IBM Cloud Docs
Searching archive data by using the Data Engine service

Searching archive data by using the Data Engine service

You can use the Data Engine service to query IBM Cloud Activity Tracker (AT) archive files that are stored in an Object Storage (COS) bucket in your account. You can run queries from the IBM Cloud UI, or programmatically.

As of 28 March 2024 the IBM Log Analysis and IBM Cloud Activity Tracker services are deprecated and will no longer be supported as of 30 March 2025. Customers will need to migrate to IBM Cloud Logs, which replaces these two services, prior to 30 March 2025. IBM Cloud Logs will become generally available during the summer of 2024 in Frankfurt and Madrid with day-one support for EU-managed controls.
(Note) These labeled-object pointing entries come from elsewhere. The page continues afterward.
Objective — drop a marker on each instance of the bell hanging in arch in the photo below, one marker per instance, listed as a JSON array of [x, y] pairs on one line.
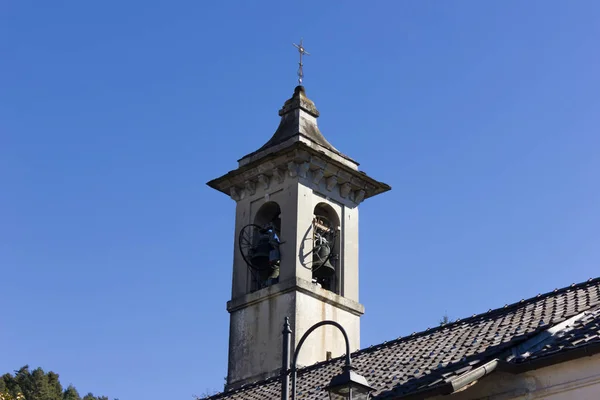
[[322, 267], [260, 253]]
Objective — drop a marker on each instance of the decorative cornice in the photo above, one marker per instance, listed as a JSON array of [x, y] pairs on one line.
[[331, 182], [264, 181], [318, 175], [298, 285], [300, 162]]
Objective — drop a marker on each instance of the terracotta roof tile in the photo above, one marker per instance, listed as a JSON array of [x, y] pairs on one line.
[[433, 357]]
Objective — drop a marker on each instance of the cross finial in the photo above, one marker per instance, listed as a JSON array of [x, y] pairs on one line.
[[302, 52]]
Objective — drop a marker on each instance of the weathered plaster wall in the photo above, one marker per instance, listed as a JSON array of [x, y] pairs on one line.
[[256, 322], [309, 311], [572, 380]]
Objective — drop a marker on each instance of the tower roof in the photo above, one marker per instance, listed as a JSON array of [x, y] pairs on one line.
[[298, 120], [299, 148]]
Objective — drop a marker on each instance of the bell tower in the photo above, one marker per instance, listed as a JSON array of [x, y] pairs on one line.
[[296, 245]]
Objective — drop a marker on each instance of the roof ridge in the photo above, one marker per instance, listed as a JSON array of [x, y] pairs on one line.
[[494, 311], [366, 350]]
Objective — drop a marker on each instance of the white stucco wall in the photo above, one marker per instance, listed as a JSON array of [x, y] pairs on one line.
[[572, 380]]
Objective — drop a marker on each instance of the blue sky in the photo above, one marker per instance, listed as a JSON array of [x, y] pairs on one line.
[[115, 257]]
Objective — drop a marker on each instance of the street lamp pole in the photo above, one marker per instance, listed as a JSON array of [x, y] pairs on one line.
[[341, 386], [285, 359]]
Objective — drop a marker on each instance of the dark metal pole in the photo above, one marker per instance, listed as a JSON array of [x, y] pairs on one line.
[[285, 359], [308, 332]]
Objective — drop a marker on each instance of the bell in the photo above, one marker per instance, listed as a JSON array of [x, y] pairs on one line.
[[261, 252], [322, 269]]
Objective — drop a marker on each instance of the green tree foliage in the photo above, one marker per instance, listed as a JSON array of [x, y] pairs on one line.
[[38, 385]]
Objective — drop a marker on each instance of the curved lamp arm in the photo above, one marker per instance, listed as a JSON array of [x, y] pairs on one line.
[[308, 332]]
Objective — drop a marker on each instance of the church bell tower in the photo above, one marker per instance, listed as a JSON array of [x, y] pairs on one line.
[[295, 245]]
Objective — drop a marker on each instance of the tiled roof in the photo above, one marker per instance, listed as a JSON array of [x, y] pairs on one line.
[[436, 358]]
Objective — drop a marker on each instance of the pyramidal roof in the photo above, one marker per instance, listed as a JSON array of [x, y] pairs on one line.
[[298, 121]]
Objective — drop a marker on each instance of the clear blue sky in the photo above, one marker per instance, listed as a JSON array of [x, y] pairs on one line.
[[115, 257]]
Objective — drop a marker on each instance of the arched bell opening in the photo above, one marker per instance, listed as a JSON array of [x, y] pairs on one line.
[[259, 245], [326, 247]]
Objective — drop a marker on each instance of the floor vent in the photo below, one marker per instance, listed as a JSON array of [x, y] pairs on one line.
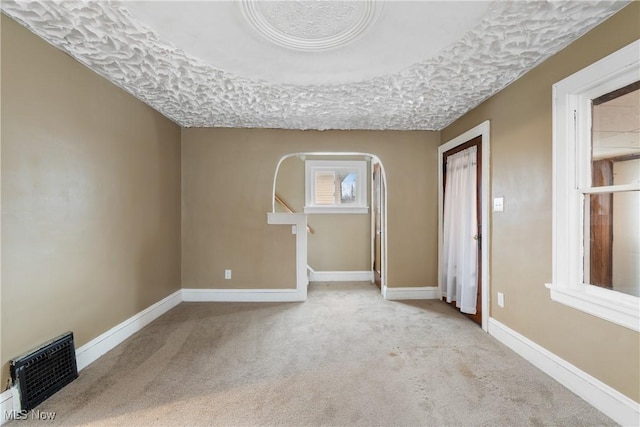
[[42, 372]]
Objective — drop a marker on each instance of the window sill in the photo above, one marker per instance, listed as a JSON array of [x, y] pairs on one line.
[[616, 307], [335, 209]]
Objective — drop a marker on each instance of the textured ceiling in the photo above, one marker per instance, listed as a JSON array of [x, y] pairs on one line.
[[169, 55]]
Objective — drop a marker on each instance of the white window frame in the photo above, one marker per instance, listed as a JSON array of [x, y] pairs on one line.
[[572, 182], [357, 166]]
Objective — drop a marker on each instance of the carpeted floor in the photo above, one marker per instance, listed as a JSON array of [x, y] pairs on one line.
[[345, 357]]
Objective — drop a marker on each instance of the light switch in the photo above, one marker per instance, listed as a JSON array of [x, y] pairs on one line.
[[500, 299]]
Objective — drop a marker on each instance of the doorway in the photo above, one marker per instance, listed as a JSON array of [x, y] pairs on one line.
[[463, 279], [378, 195], [462, 187]]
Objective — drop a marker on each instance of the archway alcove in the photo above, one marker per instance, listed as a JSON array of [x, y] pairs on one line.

The service will continue its worldwide multizone region (MZR) roll-out through 3Q2024.

IBM Cloud services integration scenario
Figure 1. IBM Cloud services integration scenario

Each IBM Cloud Activity Tracker instance has a service plan associated that indicates the number of days that you can query data through the web UI. To have access to the events after this period, you must enable archiving in the IBM Cloud Activity Tracker instance. When you enable archiving, you get an archive file hourly. This file contains information for that hour. Notice that UTC timestamps are used to determine which records are included in each file. The file name includes the ID of your IBM Cloud Activity Tracker instance and the date of the records that are included in the file.

To query the archive data in a file, you can use the Data Engine service. The service offers an SQL editor through the UI, and also programmatic options such as a REST API.

Use the Data Engine user interface (UI) to develop and test your queries, and the SQL Query REST API to automate them.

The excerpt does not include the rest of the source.